F8 2017: Facebook And OTOY’s Volumetric Camera System Will Deliver Six Degrees Of Freedom In 2017

by Ian Hamilton • April 19th, 2017

Facebook is working with partners like OTOY, Adobe, Framestore, Foundry and others to build out a new kind of camera system, tools and workflows capable of volumetric capture. The system should equate to a more realistic representation of reality in captured footage. In the end, it will let viewers in VR move their head around with greater freedom and see the action in a video from different angles. The plan is to release it later this year.

This new soccer ball-sized camera system will be an evolution of the earlier open “Surround 360” camera announced last year that equated to roughly $30,000 in parts. I asked Facebook for details on the pricing of the new six degrees of freedom system, but the company is planning for manufacturing partners to license the new camera designs and turn it into a product — so pricing is up to them.

There are two versions. One is slightly smaller than a soccer ball and the other is slightly bigger. The larger one includes 24 cameras while the smaller one has six (called x24 and x6 respectively). The system uses a variety of techniques to extract depth data from the images they capture and produce a small bubble of space in which a visitor to VR can move their head around and see the scene from different angles. This is potentially an enormous advancement for reality capture that could have broad implications for everything from Hollywood special effects workflows to recording memories with family.

“It’s legitimately a light field camera,” said Jules Urbach, CEO of OTOY. “This Facebook camera is basically the sweet spot. It’s the workflow of the future.”

A Potentially Breakthrough Moment For Recording Reality

360-degree videos are currently a major category of content you can see in a VR headset but many projects are substandard because it is difficult to capture and deliver. In addition, early adopting enthusiasts often complain about 360-degree videos because of the immersion-breaking fact that you can only turn your head in a scene but cannot move around. That’s because most existing cameras just capture a traditional video essentially wrapped around you like an IMAX dome. The above animation made by Vincent McCurley for the National Film Board of Canada explains the difference between “true” VR typically made in a game engine and traditional 360-degree videos captured by an array of cameras.

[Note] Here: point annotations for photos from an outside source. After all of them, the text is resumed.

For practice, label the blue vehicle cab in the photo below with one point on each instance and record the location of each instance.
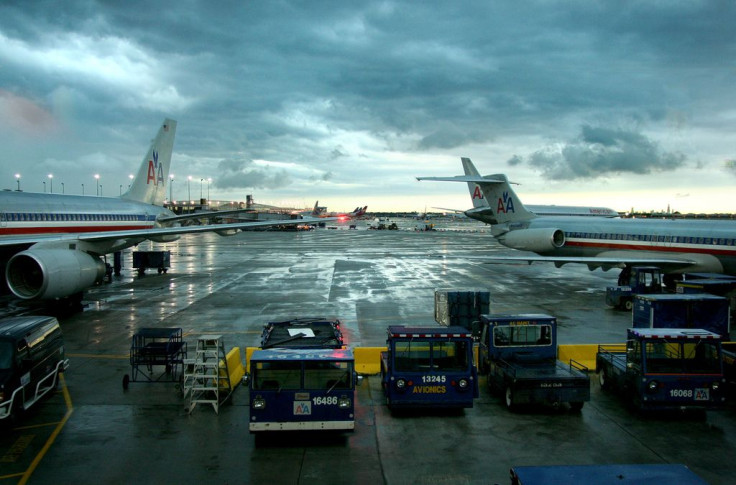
(429, 367)
(302, 389)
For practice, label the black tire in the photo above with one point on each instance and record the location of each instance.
(509, 399)
(603, 380)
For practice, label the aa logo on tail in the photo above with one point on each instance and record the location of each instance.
(477, 194)
(155, 170)
(505, 204)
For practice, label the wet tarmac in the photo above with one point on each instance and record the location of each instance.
(94, 432)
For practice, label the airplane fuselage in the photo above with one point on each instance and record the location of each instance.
(712, 244)
(24, 213)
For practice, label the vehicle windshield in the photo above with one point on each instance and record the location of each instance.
(277, 375)
(522, 335)
(6, 355)
(327, 375)
(693, 357)
(417, 356)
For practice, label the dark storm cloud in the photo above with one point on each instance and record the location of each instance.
(327, 86)
(242, 173)
(602, 151)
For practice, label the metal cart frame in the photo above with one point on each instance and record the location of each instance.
(156, 347)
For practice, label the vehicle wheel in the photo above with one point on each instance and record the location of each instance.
(509, 399)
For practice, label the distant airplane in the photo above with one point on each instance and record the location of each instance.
(51, 245)
(676, 246)
(318, 211)
(481, 210)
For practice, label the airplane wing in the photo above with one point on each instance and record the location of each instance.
(602, 262)
(202, 215)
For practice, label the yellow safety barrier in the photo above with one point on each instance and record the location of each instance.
(368, 359)
(582, 353)
(234, 365)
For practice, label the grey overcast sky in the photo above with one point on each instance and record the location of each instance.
(618, 103)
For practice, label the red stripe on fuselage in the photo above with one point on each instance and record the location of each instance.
(25, 231)
(701, 249)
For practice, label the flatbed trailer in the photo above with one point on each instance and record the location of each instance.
(519, 355)
(665, 369)
(303, 333)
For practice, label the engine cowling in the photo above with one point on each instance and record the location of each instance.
(535, 240)
(52, 273)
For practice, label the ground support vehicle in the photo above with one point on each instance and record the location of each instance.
(302, 389)
(461, 307)
(704, 311)
(519, 354)
(639, 280)
(156, 347)
(303, 333)
(160, 260)
(31, 358)
(429, 367)
(663, 368)
(605, 475)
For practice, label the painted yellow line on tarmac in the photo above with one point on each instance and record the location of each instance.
(99, 356)
(54, 434)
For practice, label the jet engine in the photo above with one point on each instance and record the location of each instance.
(52, 273)
(535, 240)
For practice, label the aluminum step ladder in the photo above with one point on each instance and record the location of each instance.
(206, 377)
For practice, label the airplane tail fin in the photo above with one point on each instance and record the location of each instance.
(476, 194)
(149, 184)
(497, 201)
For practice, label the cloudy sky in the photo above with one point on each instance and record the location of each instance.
(622, 103)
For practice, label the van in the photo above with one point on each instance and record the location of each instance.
(31, 358)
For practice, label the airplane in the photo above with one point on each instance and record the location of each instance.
(51, 245)
(676, 246)
(481, 210)
(318, 211)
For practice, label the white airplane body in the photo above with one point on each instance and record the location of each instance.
(676, 246)
(51, 244)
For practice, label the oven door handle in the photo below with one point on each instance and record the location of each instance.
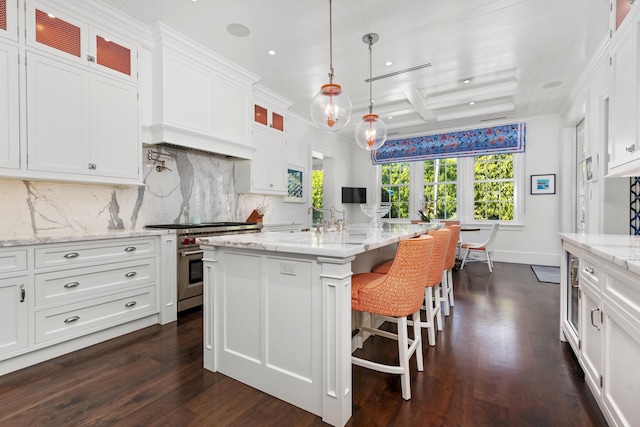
(189, 253)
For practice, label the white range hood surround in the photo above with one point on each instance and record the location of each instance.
(200, 100)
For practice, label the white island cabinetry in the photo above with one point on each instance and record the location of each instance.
(255, 284)
(609, 327)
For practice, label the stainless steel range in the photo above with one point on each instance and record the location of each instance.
(190, 273)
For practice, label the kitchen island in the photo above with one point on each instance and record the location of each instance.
(277, 311)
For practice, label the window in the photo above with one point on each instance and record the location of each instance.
(395, 188)
(468, 189)
(493, 187)
(441, 188)
(317, 193)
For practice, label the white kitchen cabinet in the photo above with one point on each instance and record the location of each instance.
(9, 107)
(591, 320)
(13, 316)
(621, 376)
(79, 122)
(59, 297)
(609, 331)
(62, 35)
(267, 172)
(9, 20)
(624, 99)
(201, 100)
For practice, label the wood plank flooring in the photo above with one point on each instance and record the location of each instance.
(498, 362)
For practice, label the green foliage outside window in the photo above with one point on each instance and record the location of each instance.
(441, 188)
(494, 187)
(317, 194)
(395, 189)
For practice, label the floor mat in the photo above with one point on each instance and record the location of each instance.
(546, 274)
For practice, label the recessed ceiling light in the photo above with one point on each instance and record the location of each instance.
(238, 30)
(551, 85)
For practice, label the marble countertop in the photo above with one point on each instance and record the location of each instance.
(356, 240)
(620, 249)
(75, 236)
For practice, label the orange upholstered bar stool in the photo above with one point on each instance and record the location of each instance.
(397, 294)
(435, 267)
(446, 286)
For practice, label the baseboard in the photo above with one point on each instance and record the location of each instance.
(533, 258)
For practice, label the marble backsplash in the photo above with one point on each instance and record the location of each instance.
(197, 185)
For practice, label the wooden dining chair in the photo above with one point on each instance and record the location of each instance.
(480, 251)
(398, 294)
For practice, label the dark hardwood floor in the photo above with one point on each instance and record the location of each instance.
(499, 362)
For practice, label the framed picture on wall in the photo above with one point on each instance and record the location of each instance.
(295, 184)
(543, 184)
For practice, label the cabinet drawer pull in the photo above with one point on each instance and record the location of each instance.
(592, 322)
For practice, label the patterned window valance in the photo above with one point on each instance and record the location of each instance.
(494, 140)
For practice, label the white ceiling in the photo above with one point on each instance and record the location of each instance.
(510, 49)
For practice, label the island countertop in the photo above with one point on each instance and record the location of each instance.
(357, 239)
(620, 249)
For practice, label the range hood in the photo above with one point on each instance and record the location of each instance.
(199, 99)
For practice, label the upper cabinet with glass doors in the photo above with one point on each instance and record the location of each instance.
(54, 32)
(8, 20)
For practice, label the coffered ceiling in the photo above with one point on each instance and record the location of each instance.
(476, 61)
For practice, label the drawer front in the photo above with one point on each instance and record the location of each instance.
(590, 270)
(69, 285)
(623, 287)
(11, 261)
(100, 313)
(78, 253)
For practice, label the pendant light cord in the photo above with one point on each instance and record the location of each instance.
(330, 45)
(370, 74)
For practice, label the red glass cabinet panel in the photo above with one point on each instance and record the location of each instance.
(260, 114)
(113, 56)
(56, 33)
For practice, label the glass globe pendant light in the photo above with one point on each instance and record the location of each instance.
(331, 107)
(371, 132)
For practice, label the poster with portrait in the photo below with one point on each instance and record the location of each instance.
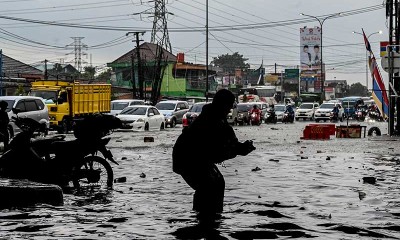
(310, 49)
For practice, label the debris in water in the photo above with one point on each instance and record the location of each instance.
(370, 180)
(256, 169)
(361, 195)
(119, 180)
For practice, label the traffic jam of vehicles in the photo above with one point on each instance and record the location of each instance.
(86, 110)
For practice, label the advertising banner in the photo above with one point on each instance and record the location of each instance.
(310, 49)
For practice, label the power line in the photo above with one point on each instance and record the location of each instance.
(193, 29)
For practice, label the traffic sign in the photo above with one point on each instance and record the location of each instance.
(396, 62)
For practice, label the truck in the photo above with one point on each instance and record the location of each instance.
(68, 101)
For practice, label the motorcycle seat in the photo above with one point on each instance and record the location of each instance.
(65, 146)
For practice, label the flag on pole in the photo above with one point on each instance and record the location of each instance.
(379, 93)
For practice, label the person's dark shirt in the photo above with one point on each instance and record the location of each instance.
(208, 140)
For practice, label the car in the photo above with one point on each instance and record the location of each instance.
(289, 101)
(324, 111)
(306, 111)
(141, 117)
(193, 113)
(243, 113)
(118, 105)
(173, 111)
(29, 107)
(350, 105)
(232, 117)
(279, 112)
(263, 106)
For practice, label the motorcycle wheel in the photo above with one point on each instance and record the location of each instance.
(93, 171)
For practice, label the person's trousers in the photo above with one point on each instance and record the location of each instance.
(209, 186)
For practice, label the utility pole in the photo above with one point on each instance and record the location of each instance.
(159, 33)
(1, 72)
(206, 50)
(46, 74)
(133, 76)
(139, 63)
(396, 78)
(77, 47)
(392, 30)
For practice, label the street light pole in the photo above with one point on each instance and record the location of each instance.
(366, 56)
(321, 23)
(206, 50)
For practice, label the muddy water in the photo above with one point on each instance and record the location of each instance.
(286, 189)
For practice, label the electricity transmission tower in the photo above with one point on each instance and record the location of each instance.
(77, 46)
(159, 33)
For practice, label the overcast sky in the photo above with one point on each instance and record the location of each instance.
(343, 52)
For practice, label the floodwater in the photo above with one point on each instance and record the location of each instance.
(287, 188)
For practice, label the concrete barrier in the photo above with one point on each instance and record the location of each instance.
(22, 193)
(331, 127)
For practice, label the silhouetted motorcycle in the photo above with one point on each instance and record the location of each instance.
(57, 161)
(255, 118)
(375, 115)
(334, 117)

What Facebook and OTOY discovered earlier this year is that by combining their various technologies, which treat captured images more like a stream of data points, they can extract enough depth information to create a small space centered around the camera in which a person can move their head around with complete freedom to see the scene accurately depicted from different angles.

“Both of us [Facebook and OTOY] were developing technologies independently of each other,” said Facebook Engineering Director Brian Cabral. “When they matured to a certain point it was clear that they were very complementary.”

Facebook is working with post-production and visual effects companies including Adobe, OTOY, Foundry, Mettle, DXO, Here Be Dragons, Framestore, Magnopus, and The Mill to develop tools and workflows for this new system. Facebook is planning to license the new designs to partners with the aim of releasing a camera product later this year.

Diving Deep Into 6 Degrees Of Freedom VR Video

camera-volumetric-x24-x6

According to Facebook, the 24-camera system is said to capture full RGB and depth at every pixel for all of the cameras. It “oversamples” 4x at every point and uses depth-estimation algorithms to capture both high-resolution views and depth data. The six-camera system oversamples 3x. OTOY’s Urbach offered us some technical details in an email about how the system works.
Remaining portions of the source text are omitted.